AMUR (known also as the Sakhalin-ula), a river of eastern Asia, formed by the confluence of the Argun and the Shilka, at Ust-Stryelka, in 53° 19′ N. lat. and 120° 30′ E. long. Both these rivers come from the south-west: the Argun, or Kerulen as it is called above Lake Kulun (Dalai-nor), through which it flows about half way between its source and Ust-Stryelka, rises in 49° N. lat. and 109° E. long.; the Shilka is formed by the union of the Onon and the Ingoda, both of which have their sources a little farther north-east than the Kerulen (Argun).

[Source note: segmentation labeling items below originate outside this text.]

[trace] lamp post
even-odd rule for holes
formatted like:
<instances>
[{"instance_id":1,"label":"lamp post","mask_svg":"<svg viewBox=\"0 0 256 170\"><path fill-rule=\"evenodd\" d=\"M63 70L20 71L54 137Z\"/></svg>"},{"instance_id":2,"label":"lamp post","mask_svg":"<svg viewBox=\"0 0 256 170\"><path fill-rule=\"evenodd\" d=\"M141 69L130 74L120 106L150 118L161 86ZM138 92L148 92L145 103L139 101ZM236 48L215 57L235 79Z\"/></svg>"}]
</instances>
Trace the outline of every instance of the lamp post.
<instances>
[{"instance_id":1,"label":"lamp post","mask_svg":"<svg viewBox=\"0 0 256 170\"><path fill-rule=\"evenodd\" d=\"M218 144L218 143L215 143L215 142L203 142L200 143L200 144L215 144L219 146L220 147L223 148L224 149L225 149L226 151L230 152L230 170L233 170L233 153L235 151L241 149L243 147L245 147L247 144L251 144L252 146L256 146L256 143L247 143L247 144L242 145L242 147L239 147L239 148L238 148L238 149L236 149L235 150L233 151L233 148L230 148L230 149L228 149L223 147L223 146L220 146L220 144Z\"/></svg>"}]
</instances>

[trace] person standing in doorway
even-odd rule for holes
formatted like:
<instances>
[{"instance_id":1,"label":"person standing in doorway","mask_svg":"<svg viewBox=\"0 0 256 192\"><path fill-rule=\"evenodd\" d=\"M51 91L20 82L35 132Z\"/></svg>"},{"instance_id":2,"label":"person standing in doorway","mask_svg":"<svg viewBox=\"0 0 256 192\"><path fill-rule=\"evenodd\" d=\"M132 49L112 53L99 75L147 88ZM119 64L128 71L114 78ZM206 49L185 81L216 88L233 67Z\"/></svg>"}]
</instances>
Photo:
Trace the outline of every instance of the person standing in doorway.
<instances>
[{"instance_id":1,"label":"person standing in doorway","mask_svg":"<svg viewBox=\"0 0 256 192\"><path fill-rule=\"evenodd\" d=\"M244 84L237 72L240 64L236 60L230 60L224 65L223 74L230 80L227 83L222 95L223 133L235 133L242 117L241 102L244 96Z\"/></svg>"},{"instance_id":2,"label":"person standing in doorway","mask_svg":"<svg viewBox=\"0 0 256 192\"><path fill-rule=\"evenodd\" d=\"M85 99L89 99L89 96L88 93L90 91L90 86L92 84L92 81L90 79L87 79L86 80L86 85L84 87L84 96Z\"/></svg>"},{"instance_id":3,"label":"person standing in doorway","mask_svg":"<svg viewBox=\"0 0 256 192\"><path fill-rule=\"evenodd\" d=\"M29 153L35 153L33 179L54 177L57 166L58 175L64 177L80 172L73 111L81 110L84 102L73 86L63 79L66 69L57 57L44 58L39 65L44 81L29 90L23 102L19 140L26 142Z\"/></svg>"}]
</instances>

The Amur proper flows at first in a south-easterly direction for about 800 m., as far as long. 132° E., separating Manchuria from the Amur government; it then turns to the north-east, cuts its way through the Little Khingan mountains in a gorge 2000 ft. wide and 140 m. long, and after a total course of over 1700 m. discharges into the Sea of Okhotsk, opposite to the island of Sakhalin. It is estimated to drain an area of 772,000 sq. m. Its principal tributaries from the south are the Sungari, which the Chinese consider to be the true head-river of the Amur, and the Usuri; from the north it receives the Oldoi, Zeya, Bureya, Kur, Gorin and Amgun. As the mouth is choked with sandbanks, goods are disembarked at Mariinsk and carried by train (9 m.) to Alexandrovsk at the head of the Gulf of Tartary. Navigation on the river is open from April to early in November.

See T. W. Atkinson, Travels in the Region of the Amoor (1860); Collins, Exploration of the Amoor (ed. 1864) and Voyage down the Amoor (1866); Andree, Das Amurgebiet (ed. 1876); and Grum-Grshimaylo, Account of the Amur (Russian, 1894).